Jueves, 16 de enero de 2025

carta semanal del arzobispo

Hogar para todas las intemperies

Ocurrió en una plaza corriente, por donde la vida pasa con todos sus momentos en los que queda retratada la gente. Aquel día Jesús se quedó mirando a un grupo de niños que jugaban en la plaza. Los vio enfadarse, porfiar, cómo tocaban la flauta y entonaban cantares, o cómo se ponían serios cuando compartían sus pesares. Cosas de niños, las propias de una edad. Pero Jesús mirándolos, tomó nota y les se puso como ejemplo a sus impávidos discípulos que casi todos ellos ya eran unos hombretones barbados. Una plaza puede ser lugar donde admirar y quedarse prendado en lo que allí se aprende, incluso de los más pequeños. Una plaza y unas edades que se convierten en pretexto para que Dios allí nos diga algo que vale la pena ver, escuchar y aprender.

La vida es una plaza inmensa, con todos sus domicilios y todas sus edades, con tantas circunstancias en las que se puede situar la existencia de las personas. El Papa Francisco ha llamado a esta plaza grande que es la Tierra, la "casa común" que hemos de saber cuidar entre todos. Y es que la casa es la vocación última, por haber sido la vocación primera, a la que todos estamos convocados desde todas nuestras intemperies.

El hogar es ese terruño más de dentro, más de familia, más del espacio que nos vio nacer y crecer. Siempre hay una dimensión en la vida de las personas, que permite que nos sintamos y seamos verdaderamente en casa: como un lugar en donde no somos ni extranjeros ni extraños, en donde nos sabemos seguros, en donde la gente que nos quiere nos rodea, en donde saben nuestro nombre, donde han sabido descubrir nuestros talentos, y no se han escandalizado de nuestros límites y debilidades. Por eso, volver a ese recinto, a ese hogar, es decir con todo su sentido: qué alegría da volver a casa.

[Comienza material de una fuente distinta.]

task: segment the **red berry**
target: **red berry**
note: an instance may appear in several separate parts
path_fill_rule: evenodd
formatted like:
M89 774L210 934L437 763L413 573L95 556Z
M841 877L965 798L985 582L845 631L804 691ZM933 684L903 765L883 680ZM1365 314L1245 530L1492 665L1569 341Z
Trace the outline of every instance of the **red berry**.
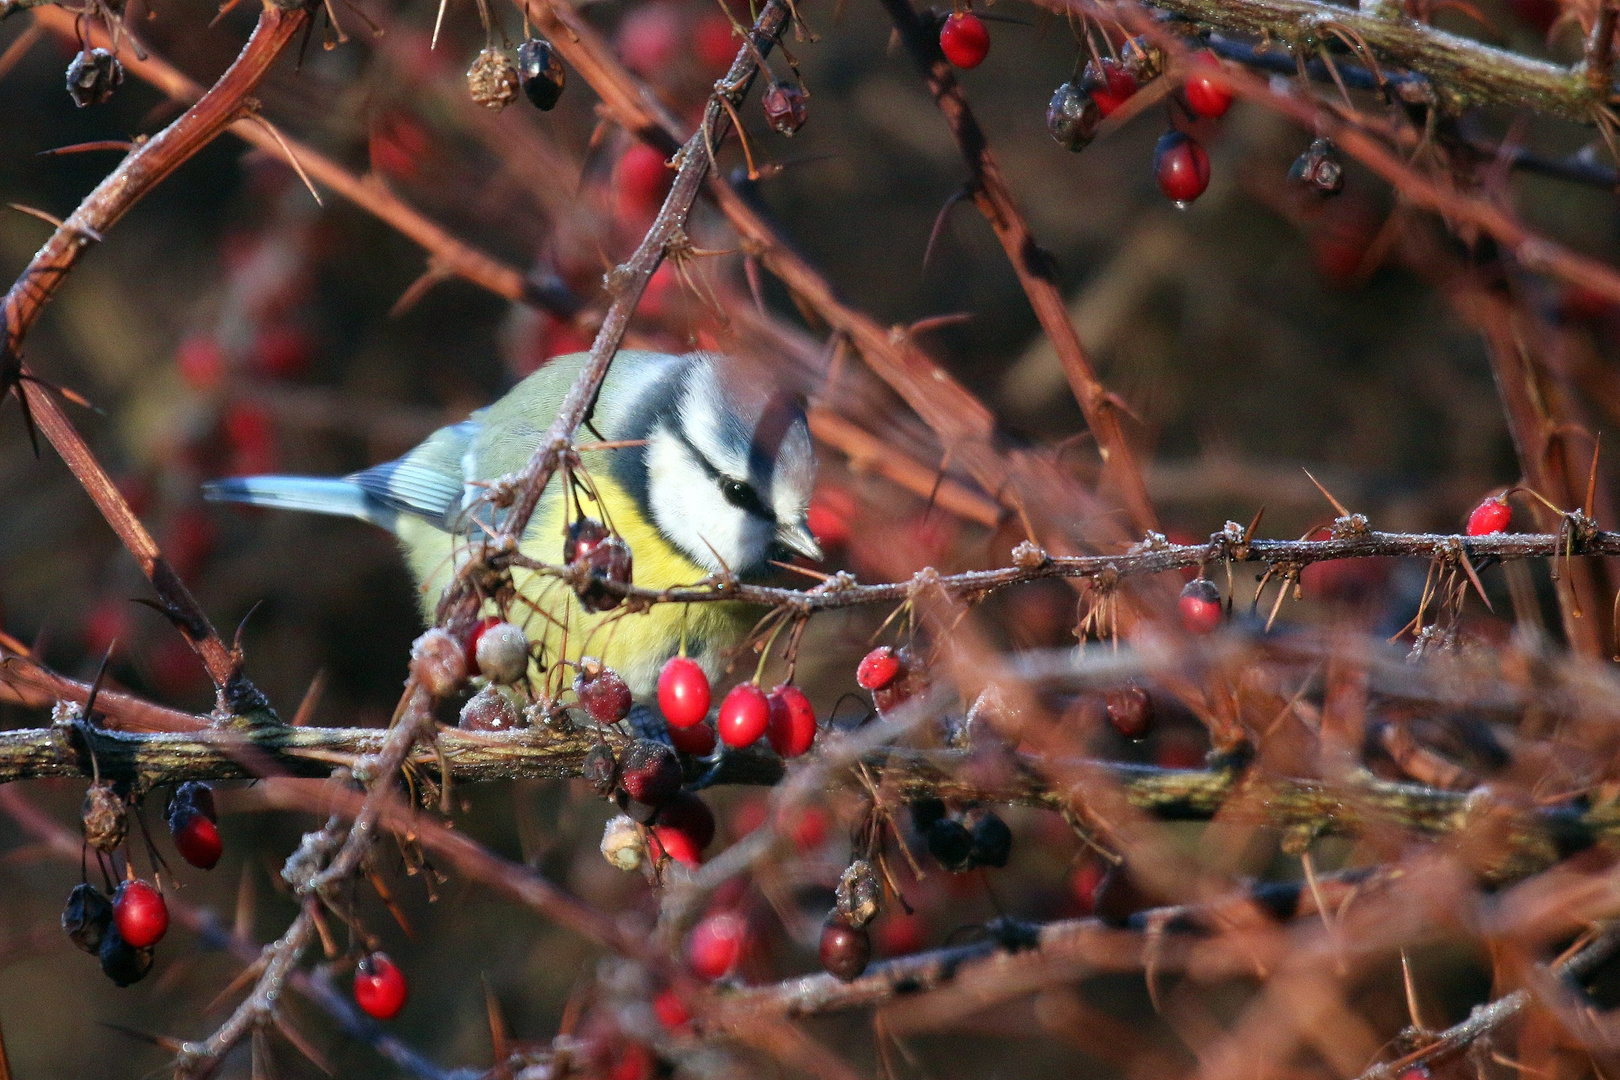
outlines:
M710 915L687 939L687 966L700 978L721 978L737 966L747 937L748 923L741 915L730 911Z
M354 1003L367 1016L392 1020L405 1007L405 976L387 953L374 952L354 969Z
M1192 136L1167 131L1153 148L1153 177L1165 198L1185 207L1209 187L1209 155Z
M1069 892L1074 896L1075 902L1080 905L1080 914L1090 915L1097 906L1097 889L1102 885L1106 873L1103 864L1096 859L1087 859L1075 868L1069 877Z
M810 496L805 524L822 550L843 547L854 535L850 519L855 516L855 496L839 487L818 487Z
M771 749L785 758L798 757L816 740L816 710L797 686L778 686L771 691L771 722L765 735Z
M163 940L169 930L169 905L163 894L139 878L126 881L113 893L113 923L118 936L135 949Z
M1086 70L1080 76L1080 88L1097 103L1097 111L1108 116L1130 100L1140 85L1124 64L1112 57L1104 57L1086 64Z
M721 742L740 750L758 742L770 723L771 703L765 691L753 683L743 683L733 686L720 702L720 717L715 726Z
M574 693L585 711L598 724L617 724L630 715L630 684L601 661L586 658L580 661L579 674L574 676Z
M1140 686L1116 687L1104 696L1108 722L1127 739L1140 739L1153 726L1153 699Z
M169 834L174 837L174 847L180 857L199 870L212 870L225 851L225 843L219 838L219 826L190 807L170 816Z
M872 960L872 937L838 917L821 929L821 966L842 982L854 982Z
M703 849L692 843L692 838L679 829L652 828L653 855L656 859L658 853L668 855L682 866L692 867L694 870L703 865Z
M692 1020L692 1013L674 990L661 990L652 1002L653 1015L668 1031L680 1031Z
M696 660L672 656L658 673L658 711L671 728L689 728L709 715L709 677Z
M478 639L484 636L485 631L491 627L501 625L498 615L486 615L473 624L472 633L467 635L467 674L482 675L478 670Z
M827 815L819 806L806 806L781 826L800 851L814 851L827 839Z
M990 54L990 32L971 11L959 11L939 28L939 51L959 68L976 68Z
M670 4L636 8L619 23L614 44L624 66L643 78L661 74L680 55L680 16Z
M711 78L724 75L737 56L740 42L732 33L731 20L718 11L699 17L692 27L692 55L710 73Z
M1181 625L1189 634L1207 634L1221 625L1221 591L1208 578L1195 578L1181 590Z
M887 645L879 645L855 669L855 681L866 690L882 690L900 674L900 658Z
M1219 69L1221 66L1221 62L1215 59L1215 54L1207 50L1193 59L1199 67ZM1197 67L1187 76L1187 82L1181 88L1181 92L1187 99L1187 108L1192 110L1192 114L1205 120L1222 116L1232 107L1232 91L1228 90L1224 83L1210 78Z
M636 802L662 806L681 790L681 763L663 743L637 739L619 760L619 786Z
M253 369L272 379L297 378L309 370L315 343L296 326L273 325L259 331L253 342Z
M693 724L686 728L672 727L669 729L669 741L683 754L708 757L714 753L714 728L708 724Z
M697 866L714 840L714 813L702 799L683 791L659 808L652 834L670 858Z
M619 159L615 177L619 217L629 223L651 218L664 204L675 174L664 167L664 155L645 143L634 143Z
M1513 507L1508 505L1507 495L1492 495L1480 503L1468 515L1469 536L1489 536L1499 533L1508 527L1513 520Z
M225 351L212 335L198 334L182 341L174 362L193 390L217 390L225 379Z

La Iglesia como un hogar que acoge. No es un zulo para esconder nuestras vergüenzas y maldades; no es una mansión que usurpamos para quedarnos en ella como "okupas"; no es un lugar donde evadirnos de lo que somos, de aquellos con los que estamos y de hacer lo que hacemos, como si fuera una casa de nadie y donde no cabe ninguno. No, es un hogar entrañable donde la acogida se da por parte del mismo Dios y por parte de los hermanos que en esa casa nos descubrimos como auténticos hijos.

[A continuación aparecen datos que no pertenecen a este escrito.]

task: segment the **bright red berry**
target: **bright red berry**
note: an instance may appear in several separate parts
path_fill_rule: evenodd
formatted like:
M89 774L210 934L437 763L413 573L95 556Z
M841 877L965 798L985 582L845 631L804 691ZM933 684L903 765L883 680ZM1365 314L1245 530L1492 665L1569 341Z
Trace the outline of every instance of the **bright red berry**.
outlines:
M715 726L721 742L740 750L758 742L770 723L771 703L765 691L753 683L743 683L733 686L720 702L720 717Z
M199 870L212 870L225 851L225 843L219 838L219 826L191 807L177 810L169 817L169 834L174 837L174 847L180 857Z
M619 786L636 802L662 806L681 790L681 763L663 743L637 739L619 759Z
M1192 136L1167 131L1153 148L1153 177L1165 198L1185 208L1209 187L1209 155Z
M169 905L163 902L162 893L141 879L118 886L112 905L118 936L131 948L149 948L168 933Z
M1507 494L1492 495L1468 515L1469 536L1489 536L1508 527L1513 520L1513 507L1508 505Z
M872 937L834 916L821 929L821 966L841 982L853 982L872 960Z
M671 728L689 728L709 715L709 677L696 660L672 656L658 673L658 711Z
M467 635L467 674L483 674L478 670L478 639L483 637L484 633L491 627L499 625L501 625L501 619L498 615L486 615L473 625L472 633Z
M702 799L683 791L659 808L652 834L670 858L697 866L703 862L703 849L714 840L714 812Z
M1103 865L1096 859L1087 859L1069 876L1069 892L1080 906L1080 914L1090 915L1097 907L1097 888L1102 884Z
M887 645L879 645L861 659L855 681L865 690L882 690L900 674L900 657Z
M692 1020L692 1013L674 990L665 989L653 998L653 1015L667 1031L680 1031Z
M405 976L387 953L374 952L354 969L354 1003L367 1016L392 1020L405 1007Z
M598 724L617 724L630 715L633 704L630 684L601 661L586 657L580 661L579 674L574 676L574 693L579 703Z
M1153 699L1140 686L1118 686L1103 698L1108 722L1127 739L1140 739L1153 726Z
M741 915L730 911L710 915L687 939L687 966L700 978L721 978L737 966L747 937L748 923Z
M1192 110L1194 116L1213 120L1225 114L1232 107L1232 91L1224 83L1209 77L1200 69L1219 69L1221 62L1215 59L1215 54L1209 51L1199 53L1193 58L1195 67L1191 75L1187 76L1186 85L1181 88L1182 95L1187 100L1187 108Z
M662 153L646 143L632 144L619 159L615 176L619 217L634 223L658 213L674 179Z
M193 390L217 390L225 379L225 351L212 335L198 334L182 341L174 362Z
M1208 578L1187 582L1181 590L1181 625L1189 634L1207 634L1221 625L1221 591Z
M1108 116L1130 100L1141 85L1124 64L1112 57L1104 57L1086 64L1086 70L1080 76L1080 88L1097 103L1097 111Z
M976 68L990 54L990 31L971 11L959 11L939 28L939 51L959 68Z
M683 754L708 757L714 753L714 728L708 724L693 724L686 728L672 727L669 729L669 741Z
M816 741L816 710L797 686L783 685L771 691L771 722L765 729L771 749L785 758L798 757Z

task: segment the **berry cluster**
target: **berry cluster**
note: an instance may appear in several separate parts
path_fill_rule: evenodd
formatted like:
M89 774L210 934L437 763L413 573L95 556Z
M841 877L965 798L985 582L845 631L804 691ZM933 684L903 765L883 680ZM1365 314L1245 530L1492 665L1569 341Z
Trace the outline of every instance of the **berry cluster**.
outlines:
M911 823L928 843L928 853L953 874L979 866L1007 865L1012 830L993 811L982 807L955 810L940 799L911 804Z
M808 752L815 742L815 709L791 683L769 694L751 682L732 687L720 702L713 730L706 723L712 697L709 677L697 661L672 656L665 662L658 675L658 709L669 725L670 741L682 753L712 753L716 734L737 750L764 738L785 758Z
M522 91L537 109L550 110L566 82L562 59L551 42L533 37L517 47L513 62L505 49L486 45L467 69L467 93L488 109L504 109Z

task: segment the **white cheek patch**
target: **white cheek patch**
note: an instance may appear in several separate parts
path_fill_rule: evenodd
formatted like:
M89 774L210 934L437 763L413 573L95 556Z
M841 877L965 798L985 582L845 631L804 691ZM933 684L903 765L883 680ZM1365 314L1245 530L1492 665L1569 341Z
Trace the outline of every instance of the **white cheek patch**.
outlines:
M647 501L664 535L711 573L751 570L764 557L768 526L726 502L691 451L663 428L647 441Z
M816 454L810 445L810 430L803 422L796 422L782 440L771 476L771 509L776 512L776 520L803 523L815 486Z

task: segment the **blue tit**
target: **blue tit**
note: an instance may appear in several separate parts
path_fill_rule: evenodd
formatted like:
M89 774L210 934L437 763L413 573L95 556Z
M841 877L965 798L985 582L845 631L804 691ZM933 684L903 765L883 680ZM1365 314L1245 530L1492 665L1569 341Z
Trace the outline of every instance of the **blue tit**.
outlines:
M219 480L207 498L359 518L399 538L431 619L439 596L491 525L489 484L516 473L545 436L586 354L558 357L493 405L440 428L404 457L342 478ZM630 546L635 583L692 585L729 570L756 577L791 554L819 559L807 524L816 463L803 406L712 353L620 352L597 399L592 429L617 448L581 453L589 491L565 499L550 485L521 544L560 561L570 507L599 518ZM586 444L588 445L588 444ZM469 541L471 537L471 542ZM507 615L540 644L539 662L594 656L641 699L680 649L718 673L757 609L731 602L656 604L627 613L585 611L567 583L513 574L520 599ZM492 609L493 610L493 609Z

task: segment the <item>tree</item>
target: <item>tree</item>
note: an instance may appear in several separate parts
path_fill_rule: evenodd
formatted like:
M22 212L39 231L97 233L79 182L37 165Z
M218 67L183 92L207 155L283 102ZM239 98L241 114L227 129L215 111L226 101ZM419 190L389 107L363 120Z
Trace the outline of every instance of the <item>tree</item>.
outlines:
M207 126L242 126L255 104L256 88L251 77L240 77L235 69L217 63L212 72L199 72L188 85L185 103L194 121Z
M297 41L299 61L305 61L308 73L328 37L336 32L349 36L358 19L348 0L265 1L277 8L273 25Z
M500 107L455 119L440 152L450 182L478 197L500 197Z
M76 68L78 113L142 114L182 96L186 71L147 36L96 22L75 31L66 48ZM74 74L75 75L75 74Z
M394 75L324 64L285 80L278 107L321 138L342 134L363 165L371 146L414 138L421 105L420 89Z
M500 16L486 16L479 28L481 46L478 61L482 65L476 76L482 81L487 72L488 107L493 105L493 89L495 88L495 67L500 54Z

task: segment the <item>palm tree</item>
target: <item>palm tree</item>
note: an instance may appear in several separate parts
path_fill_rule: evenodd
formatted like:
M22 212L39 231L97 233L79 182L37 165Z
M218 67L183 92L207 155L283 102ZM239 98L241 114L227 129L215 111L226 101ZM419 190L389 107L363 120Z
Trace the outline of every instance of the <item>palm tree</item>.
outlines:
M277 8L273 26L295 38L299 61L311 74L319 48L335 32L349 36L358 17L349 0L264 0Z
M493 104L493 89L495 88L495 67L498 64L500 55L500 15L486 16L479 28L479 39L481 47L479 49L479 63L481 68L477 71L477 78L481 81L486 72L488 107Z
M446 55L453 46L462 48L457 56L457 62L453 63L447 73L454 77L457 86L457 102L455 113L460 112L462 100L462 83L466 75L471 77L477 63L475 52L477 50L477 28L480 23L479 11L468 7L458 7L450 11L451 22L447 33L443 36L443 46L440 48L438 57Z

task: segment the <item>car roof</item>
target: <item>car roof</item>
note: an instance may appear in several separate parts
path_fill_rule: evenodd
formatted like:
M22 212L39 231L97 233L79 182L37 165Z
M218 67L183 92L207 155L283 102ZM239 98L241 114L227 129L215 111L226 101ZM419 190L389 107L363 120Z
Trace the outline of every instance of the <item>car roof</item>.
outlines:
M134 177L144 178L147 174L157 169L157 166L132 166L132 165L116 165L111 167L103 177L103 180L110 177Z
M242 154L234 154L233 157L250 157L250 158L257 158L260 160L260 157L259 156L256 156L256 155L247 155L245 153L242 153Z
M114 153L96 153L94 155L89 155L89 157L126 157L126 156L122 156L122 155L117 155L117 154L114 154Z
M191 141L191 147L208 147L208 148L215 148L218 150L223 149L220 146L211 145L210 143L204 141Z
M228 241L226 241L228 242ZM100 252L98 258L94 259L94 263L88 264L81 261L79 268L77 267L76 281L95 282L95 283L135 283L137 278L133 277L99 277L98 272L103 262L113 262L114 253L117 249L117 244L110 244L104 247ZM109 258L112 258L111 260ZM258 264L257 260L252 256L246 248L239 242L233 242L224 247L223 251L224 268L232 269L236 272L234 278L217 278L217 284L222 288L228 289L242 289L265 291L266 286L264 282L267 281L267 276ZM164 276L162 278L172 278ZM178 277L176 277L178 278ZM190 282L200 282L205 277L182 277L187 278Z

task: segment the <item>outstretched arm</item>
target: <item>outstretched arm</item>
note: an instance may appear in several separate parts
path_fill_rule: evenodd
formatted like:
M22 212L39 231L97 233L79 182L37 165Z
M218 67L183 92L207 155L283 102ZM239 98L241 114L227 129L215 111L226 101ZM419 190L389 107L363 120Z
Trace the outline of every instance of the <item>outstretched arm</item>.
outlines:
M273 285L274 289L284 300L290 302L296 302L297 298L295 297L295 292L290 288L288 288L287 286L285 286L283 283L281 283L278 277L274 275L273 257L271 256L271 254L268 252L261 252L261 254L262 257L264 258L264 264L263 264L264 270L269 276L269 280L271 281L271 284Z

La Iglesia quiere ser un hogar de la acogida en el sentido más bello y bondadoso de la expresión. Y esta es la razón por la que colaboramos unos y otros no solamente en la catequesis con la que formamos la fe de nuestros niños, jóvenes y adultos, ni tampoco únicamente en la expresión de esa fe a través de los sacramentos y la liturgia, sino también con la caridad que se hace gesto de solidaridad amorosa que sale al encuentro de los más necesitados. Estos son siempre los tres pilares sobre los que se edifica la comunidad cristiana: la liturgia y la oración, la catequesis y la formación, y la caridad y el compromiso con la justicia.

La Iglesia es algo más que una colecta, o una "X" que ponemos en la declaración de la renta, aunque esto sea un cauce de expresión de nuestra comunión hermanada o del reconocimiento que nos hacen personas que nos ayudan a ayudar. La Iglesia es sabernos miembros de una comunidad cristiana que celebra su fe, la forma y testimonia, y que pone nombre a las necesidades comunes que no duda en compartir. Además de las obras catequéticas y asistenciales, también las iglesias como tales, las ermitas, los centros parroquiales, son patrimonio de este pueblo de Dios que entre todos los que formamos parte de él debemos saber custodiarlo con gratitud y deseamos mantenerlo en pie. Qué bueno es que los hermanos vivan unidos en el hogar de Dios. Por tantos, por muchos, por todos.